Monitoring Recommendations
- Enable Windows Defender Exploit Guard and kernel-mode code integrity (HVCI) where supported to constrain post-exploitation behavior.
- Forward Sysmon, Windows Security, and EDR telemetry to a central data lake and alert on parent-child mismatches indicating privilege jumps.
- Track patch compliance for the January 2023 Windows cumulative updates across all Windows 11 and Server 2022 endpoints.
How to Mitigate CVE-2023-21768
Immediate Actions Required
- Apply the January 2023 Windows security updates from Microsoft to all affected Windows 11 21H2, 22H2, and Windows Server 2022 systems.
- Audit endpoint inventories to identify hosts missing the cumulative update and prioritize remediation on multi-user systems, terminal servers, and developer workstations.
- Restrict local logon rights and remove unnecessary interactive access for standard users to reduce the local attack surface.
Patch Information
Microsoft released fixes through the January 10, 2023 cumulative updates. Consult the Microsoft CVE-2023-21768 Update advisory for KB numbers corresponding to each affected build.
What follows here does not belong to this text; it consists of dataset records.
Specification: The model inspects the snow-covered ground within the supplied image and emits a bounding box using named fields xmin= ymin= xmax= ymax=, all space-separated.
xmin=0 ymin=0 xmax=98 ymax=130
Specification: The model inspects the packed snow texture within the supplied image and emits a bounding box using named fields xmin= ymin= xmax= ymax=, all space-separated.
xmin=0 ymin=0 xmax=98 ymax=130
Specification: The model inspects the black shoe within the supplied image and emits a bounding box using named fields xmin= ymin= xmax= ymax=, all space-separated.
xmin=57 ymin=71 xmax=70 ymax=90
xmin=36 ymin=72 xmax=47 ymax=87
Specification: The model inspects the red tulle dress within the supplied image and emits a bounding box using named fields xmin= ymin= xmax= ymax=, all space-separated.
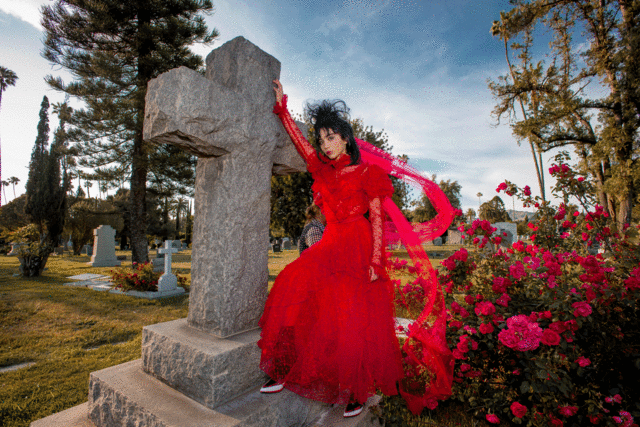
xmin=258 ymin=96 xmax=403 ymax=404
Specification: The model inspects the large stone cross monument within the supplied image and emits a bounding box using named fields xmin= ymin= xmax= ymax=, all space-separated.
xmin=32 ymin=37 xmax=382 ymax=427
xmin=144 ymin=37 xmax=306 ymax=337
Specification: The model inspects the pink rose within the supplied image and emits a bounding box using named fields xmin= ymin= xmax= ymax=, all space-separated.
xmin=509 ymin=261 xmax=525 ymax=280
xmin=478 ymin=323 xmax=493 ymax=334
xmin=540 ymin=329 xmax=560 ymax=345
xmin=491 ymin=277 xmax=511 ymax=294
xmin=475 ymin=301 xmax=496 ymax=316
xmin=496 ymin=293 xmax=511 ymax=307
xmin=571 ymin=301 xmax=592 ymax=317
xmin=511 ymin=402 xmax=527 ymax=418
xmin=558 ymin=405 xmax=578 ymax=417
xmin=576 ymin=356 xmax=591 ymax=368
xmin=485 ymin=414 xmax=500 ymax=424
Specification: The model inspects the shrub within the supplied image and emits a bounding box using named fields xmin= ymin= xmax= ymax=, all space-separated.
xmin=394 ymin=162 xmax=640 ymax=427
xmin=111 ymin=262 xmax=162 ymax=292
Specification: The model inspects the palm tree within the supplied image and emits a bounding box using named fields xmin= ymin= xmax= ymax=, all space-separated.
xmin=7 ymin=176 xmax=20 ymax=199
xmin=84 ymin=180 xmax=93 ymax=199
xmin=0 ymin=67 xmax=18 ymax=112
xmin=0 ymin=67 xmax=18 ymax=207
xmin=2 ymin=180 xmax=9 ymax=205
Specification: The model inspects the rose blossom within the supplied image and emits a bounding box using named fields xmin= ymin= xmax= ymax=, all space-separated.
xmin=576 ymin=356 xmax=591 ymax=368
xmin=496 ymin=293 xmax=511 ymax=307
xmin=498 ymin=314 xmax=542 ymax=351
xmin=540 ymin=329 xmax=560 ymax=345
xmin=475 ymin=301 xmax=496 ymax=316
xmin=491 ymin=277 xmax=511 ymax=294
xmin=485 ymin=414 xmax=500 ymax=424
xmin=511 ymin=402 xmax=527 ymax=418
xmin=558 ymin=405 xmax=578 ymax=417
xmin=478 ymin=323 xmax=493 ymax=334
xmin=571 ymin=301 xmax=592 ymax=317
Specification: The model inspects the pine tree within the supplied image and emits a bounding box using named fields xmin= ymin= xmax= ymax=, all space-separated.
xmin=490 ymin=0 xmax=640 ymax=229
xmin=24 ymin=96 xmax=49 ymax=241
xmin=42 ymin=0 xmax=218 ymax=262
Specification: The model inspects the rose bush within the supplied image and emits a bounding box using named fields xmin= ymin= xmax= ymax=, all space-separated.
xmin=392 ymin=162 xmax=640 ymax=427
xmin=111 ymin=262 xmax=162 ymax=292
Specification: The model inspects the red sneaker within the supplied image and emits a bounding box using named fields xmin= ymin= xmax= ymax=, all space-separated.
xmin=260 ymin=379 xmax=284 ymax=393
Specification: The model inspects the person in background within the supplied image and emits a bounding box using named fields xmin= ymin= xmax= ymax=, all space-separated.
xmin=298 ymin=203 xmax=327 ymax=255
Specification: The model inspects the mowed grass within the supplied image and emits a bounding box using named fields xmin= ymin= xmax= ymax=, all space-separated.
xmin=0 ymin=246 xmax=484 ymax=427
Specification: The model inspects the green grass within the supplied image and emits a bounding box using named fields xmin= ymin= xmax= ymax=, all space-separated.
xmin=0 ymin=246 xmax=485 ymax=427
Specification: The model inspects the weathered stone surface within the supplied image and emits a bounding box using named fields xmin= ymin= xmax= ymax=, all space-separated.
xmin=144 ymin=37 xmax=306 ymax=337
xmin=84 ymin=360 xmax=379 ymax=427
xmin=142 ymin=319 xmax=265 ymax=408
xmin=87 ymin=225 xmax=120 ymax=267
xmin=29 ymin=402 xmax=96 ymax=427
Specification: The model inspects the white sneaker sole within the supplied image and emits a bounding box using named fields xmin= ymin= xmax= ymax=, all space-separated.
xmin=344 ymin=406 xmax=364 ymax=418
xmin=260 ymin=384 xmax=284 ymax=393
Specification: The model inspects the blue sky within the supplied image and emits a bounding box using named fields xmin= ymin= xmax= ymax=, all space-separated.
xmin=0 ymin=0 xmax=553 ymax=214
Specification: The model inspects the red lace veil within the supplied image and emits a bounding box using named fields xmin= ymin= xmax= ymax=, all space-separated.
xmin=356 ymin=138 xmax=454 ymax=414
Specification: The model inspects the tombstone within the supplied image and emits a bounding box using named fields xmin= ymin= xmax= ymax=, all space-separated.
xmin=500 ymin=230 xmax=513 ymax=248
xmin=447 ymin=228 xmax=464 ymax=245
xmin=7 ymin=242 xmax=25 ymax=256
xmin=33 ymin=37 xmax=380 ymax=427
xmin=169 ymin=240 xmax=182 ymax=252
xmin=87 ymin=225 xmax=120 ymax=267
xmin=491 ymin=222 xmax=518 ymax=242
xmin=158 ymin=240 xmax=184 ymax=293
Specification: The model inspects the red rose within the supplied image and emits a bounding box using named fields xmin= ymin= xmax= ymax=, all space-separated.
xmin=478 ymin=323 xmax=493 ymax=334
xmin=511 ymin=402 xmax=527 ymax=418
xmin=558 ymin=405 xmax=578 ymax=417
xmin=571 ymin=301 xmax=592 ymax=317
xmin=576 ymin=356 xmax=591 ymax=368
xmin=540 ymin=329 xmax=560 ymax=345
xmin=485 ymin=414 xmax=500 ymax=424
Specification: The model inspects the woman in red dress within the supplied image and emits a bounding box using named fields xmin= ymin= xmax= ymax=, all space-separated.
xmin=258 ymin=81 xmax=403 ymax=417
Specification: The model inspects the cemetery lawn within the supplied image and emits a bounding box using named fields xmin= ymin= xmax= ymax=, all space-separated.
xmin=0 ymin=246 xmax=486 ymax=427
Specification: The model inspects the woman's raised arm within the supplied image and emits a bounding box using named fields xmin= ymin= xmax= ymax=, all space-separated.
xmin=273 ymin=80 xmax=320 ymax=170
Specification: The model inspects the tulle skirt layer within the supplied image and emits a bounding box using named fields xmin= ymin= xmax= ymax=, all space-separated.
xmin=258 ymin=216 xmax=403 ymax=404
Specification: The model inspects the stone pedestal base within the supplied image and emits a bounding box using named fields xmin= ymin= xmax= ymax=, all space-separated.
xmin=31 ymin=359 xmax=380 ymax=427
xmin=142 ymin=319 xmax=265 ymax=409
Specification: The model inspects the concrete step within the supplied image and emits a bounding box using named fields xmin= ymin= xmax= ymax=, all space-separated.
xmin=31 ymin=359 xmax=380 ymax=427
xmin=29 ymin=402 xmax=96 ymax=427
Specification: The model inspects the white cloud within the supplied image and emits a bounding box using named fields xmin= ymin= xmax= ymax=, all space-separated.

Installing the cumulative update replaces the vulnerable afd.sys driver with a version that validates user-supplied pointers.
Workarounds
- No supported workaround exists that disables afd.sys without breaking Windows networking; patching is the only complete remediation.
- Enforce application allowlisting via Windows Defender Application Control or AppLocker to block execution of unauthorized binaries that could deliver exploit code.
- Apply least-privilege policies and limit local administrative groups to reduce blast radius if exploitation occurs prior to patching.
# Verify patch level on Windows hosts (PowerShell)
Get-HotFix | Sort-Object InstalledOn -Descending | Select-Object -First 10
# Confirm afd.sys file version post-patch
Get-Item C:\Windows\System32\drivers\afd.sys | Select-Object VersionInfo
Disclaimer: This content was generated using AI. While we strive for accuracy, please verify critical information with official sources.